Toxic masculinity is a deep problem that is never addressed enough. I have an acquaintance added on Facebook who responds to every joke his friends make on him on social media with a line that starts or ends with “your mom”. This is a classic case of toxic masculinity, where the only appropriate, “manly” way to respond to an insult is to bring down a woman. “Hyper-masculinity” means exaggeration of stereotypical male behaviour, such as the emphasis on physical strength, aggression, etc.  Glorification of hyper-masculinity undermines ever male who does not fit into its narrow definition.

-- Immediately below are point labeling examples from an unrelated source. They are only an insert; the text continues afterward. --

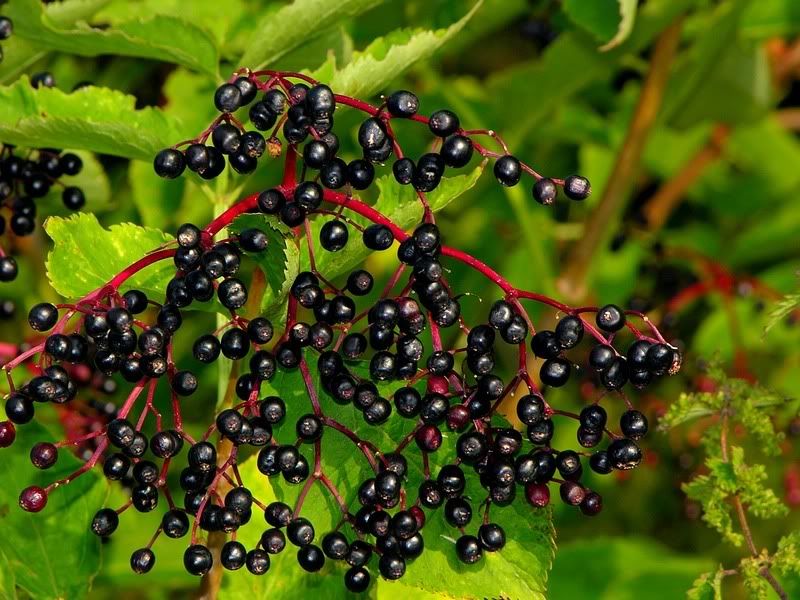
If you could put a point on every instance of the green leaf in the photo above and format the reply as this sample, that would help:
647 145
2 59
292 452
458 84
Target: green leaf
280 262
7 584
386 58
519 571
787 305
707 587
91 118
705 57
771 18
215 17
19 54
610 21
398 203
156 199
157 37
617 568
756 586
284 30
34 544
786 559
750 481
716 510
85 255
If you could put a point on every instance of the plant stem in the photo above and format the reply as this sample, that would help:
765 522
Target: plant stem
606 214
741 514
658 209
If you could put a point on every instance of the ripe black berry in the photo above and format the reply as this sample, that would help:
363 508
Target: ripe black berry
577 188
402 103
468 549
610 318
227 98
624 454
378 237
197 560
545 191
142 561
169 163
456 150
555 372
443 123
633 424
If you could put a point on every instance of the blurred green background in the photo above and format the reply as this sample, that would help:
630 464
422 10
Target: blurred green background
686 124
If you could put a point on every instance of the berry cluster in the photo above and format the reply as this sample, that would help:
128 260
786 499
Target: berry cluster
25 180
378 348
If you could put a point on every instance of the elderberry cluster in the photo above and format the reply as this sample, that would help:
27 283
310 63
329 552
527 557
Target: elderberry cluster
394 352
25 180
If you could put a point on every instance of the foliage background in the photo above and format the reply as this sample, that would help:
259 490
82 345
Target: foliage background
712 202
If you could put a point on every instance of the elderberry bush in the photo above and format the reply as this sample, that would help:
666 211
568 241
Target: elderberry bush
27 176
357 346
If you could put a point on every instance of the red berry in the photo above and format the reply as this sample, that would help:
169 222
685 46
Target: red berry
7 434
538 494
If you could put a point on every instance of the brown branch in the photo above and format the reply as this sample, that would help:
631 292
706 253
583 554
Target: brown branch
742 515
658 209
211 581
607 213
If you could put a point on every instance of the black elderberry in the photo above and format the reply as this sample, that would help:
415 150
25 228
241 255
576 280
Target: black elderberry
197 560
569 332
545 344
633 424
456 151
292 214
335 545
43 316
253 240
391 566
232 555
468 549
443 123
593 417
226 138
333 174
169 163
242 163
507 170
577 188
273 541
601 357
8 269
6 28
592 504
360 174
300 532
624 454
541 433
73 198
175 523
116 466
572 493
227 98
616 375
659 359
555 372
356 580
545 191
378 237
610 318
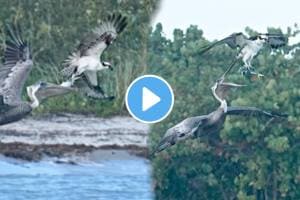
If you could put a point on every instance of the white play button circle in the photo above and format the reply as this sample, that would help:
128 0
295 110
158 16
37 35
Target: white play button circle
149 99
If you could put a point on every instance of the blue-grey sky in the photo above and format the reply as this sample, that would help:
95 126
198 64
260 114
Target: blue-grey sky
219 18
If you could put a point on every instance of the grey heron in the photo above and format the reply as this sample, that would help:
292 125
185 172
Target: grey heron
13 74
87 56
194 127
249 47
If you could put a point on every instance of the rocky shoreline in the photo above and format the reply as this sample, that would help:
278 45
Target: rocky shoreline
69 135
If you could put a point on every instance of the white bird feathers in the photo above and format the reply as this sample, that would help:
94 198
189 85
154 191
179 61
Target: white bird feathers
86 59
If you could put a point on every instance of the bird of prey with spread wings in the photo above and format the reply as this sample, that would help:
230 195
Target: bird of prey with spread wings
249 47
13 74
87 56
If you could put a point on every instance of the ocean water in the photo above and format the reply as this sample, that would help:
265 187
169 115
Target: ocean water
125 178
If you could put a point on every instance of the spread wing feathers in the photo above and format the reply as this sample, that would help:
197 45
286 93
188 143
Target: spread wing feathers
233 41
252 111
52 90
17 66
91 77
103 36
224 87
276 40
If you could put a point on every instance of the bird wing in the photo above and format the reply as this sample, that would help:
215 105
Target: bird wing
276 40
52 90
252 111
102 37
16 68
4 107
86 88
233 41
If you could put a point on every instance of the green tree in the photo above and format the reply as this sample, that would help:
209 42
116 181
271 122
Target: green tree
249 158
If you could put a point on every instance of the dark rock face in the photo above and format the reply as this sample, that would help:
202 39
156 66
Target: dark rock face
71 135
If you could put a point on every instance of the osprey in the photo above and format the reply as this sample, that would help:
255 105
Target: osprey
13 74
87 57
194 127
249 47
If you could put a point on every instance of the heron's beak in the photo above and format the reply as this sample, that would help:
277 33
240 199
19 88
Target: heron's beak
110 67
232 84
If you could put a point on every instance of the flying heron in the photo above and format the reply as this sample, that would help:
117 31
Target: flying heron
194 127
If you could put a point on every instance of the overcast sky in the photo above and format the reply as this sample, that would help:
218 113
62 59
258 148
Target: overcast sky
219 18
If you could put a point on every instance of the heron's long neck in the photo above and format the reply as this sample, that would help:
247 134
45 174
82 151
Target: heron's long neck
34 100
223 103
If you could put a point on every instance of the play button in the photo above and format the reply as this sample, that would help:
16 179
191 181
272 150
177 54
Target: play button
149 99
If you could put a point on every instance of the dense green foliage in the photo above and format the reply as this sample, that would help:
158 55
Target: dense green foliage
54 29
249 158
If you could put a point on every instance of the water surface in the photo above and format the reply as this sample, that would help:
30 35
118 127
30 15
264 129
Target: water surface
123 177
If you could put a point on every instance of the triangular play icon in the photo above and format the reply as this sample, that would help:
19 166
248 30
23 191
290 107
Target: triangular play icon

This November 19th, we need to talk about such issues. I have seen innumerable body-positivity and well-being pages aimed at women and not one-tenth of such pages aimed at men. Toxic masculinity is so deep-rooted and powerful, that the idea that men need positive reminders, hope and encouragement is largely forgotten by most of us.  Transgender men, gay men, or men who do not fit into the narrow definition of masculinity are unfortunately marginalised. Their problems and issues aren’t talked about, their existence often ridiculed and mocked. Most of the posts that I have seen regarding men facing sexual assault too, or being victims in domestic relationships, are in response to women talking about their hardships and subjugation. The “men get harassed, stalked, raped too” statement is all too common, meant to undermine a woman, transgender or non-binary individual talking about a form of violence they have faced. It is time we remove the “too” from this statement. Instead of saying “men get assaulted too” when women talk about harassment; let’s start saying things like “men get harassed”, “men are stalked”, “men can be victims”, period. The problematic “too” at the end of these sentences, aimed to silence the voices of those trying to talk about their struggles needs to be discarded.  Conversations regarding male subjugation should not be treated as a method to silence the voices of those trying to talk about their problems. If male-rights activists wish to gain authenticity and respect, they need to move from their narrative of “XYZ happens to men too” and need to start talking about issues that affect men. This International Men’s Day and on all subsequent days to follow, may we be able to identify, target, and effectively dismantle toxic masculinity, all the while creating a wider definition of masculinity that is accepting of all men irrespective of their height, physical appearance, the amount of sexual activity they engage in, or how they choose to identify themselves amongst all the sexual orientations out there.